Bright Minds Biosciences
- Industry: Pharmaceutical
- Founded: 2017; 9 years ago
- Founder: Ian McDonald, Gideon Shapiro
- Headquarters: New York City, New York, United States
- Key people: Alan Kozikowski
- Products: BMB-101, BMB-105, BMB-201, BMB-202
- Website: brightmindsbio.com

= Bright Minds Biosciences =

American pharmaceutical company

Bright Minds Biosciences (BMB) is an American pharmaceutical company which is developing serotonin 5-HT_{2} receptor agonists for potential medical use.

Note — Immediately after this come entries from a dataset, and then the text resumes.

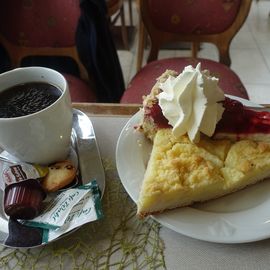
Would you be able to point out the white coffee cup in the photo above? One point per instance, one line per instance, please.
(42, 137)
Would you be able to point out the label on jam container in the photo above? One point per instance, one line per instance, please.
(68, 210)
(14, 173)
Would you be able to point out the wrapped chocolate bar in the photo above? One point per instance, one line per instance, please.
(69, 210)
(23, 200)
(23, 193)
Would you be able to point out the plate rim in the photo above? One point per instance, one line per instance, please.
(164, 218)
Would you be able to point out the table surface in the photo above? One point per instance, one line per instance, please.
(165, 249)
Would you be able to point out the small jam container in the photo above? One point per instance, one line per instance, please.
(23, 200)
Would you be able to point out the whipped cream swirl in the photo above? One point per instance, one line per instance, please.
(191, 102)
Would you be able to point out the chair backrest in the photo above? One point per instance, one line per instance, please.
(40, 28)
(211, 21)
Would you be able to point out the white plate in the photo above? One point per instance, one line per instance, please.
(237, 218)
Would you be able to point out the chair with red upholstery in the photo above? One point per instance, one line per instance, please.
(45, 28)
(206, 21)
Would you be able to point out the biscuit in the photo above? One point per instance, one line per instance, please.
(60, 174)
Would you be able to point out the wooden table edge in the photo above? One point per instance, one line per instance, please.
(108, 108)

It has a particular focus on serotonin 5-HT_{2C} receptor agonists, for instance to treat rare epilepsies and other conditions. Another area of focus for the company is serotonergic psychedelics and non-hallucinogenic psychoplastogens.

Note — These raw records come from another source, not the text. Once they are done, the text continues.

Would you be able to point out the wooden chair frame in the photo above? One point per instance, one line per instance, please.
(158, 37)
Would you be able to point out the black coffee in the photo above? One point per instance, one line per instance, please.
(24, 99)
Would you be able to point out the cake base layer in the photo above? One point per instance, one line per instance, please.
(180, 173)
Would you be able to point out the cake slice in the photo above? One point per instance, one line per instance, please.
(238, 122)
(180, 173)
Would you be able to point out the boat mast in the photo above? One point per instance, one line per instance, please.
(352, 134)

The company was co-founded by Ian McDonald and Gideon Shapiro. The lead scientist at Bright Minds Biosciences was previously Alan Kozikowski. Bright Mind Biosciences was founded in 2017 and its headquarters are in New York City, New York.

==Drug candidates==
Bright Minds Biosciences' drug candidates include the following:

Bright Minds Biosciences drug candidates
| Drug | Action | Structural scaffold | Indications | Highest phase | Ref |
|---|---|---|---|---|---|
| BMB‑101 | Selective serotonin 5-HT_{2C} receptor biased agonist (G_{q} over β-arrestin) | Phenylcyclopropylmethylamine | Absence epilepsy, binge-eating disorder, Dravet syndrome, Lennox–Gastaut syndrome, Pitt–Hopkins syndrome, Prader–Willi syndrome, and Rett syndrome | Phase 2 (entering phase 3) |  |
| BMB‑105 | Selective serotonin 5-HT_{2C} receptor biased agonist (G_{q} over β-arrestin) | Phenylcyclopropylmethylamine | Prader–Willi syndrome | Phase 1 |  |
| BMB‑201 | Serotonin 5-HT_{2A} and 5-HT_{2C} receptor agonist, other actions (non-hallucinogenic psychoplastogen; prodrug of BMB-A39a) | Tryptamine | Depressive disorders, pain | Preclinical |  |
| BMB‑202 | Selective serotonin 5-HT_{2A} receptor agonist (serotonergic psychedelic) | N-Benzylphenethylamine | Depressive disorders, post-traumatic stress disorder (PTSD) | Preclinical |  |

The company has also patented azepinoindoles acting as potent serotonin 5-HT_{2} receptor agonists and psychedelics, such as Pharm-136.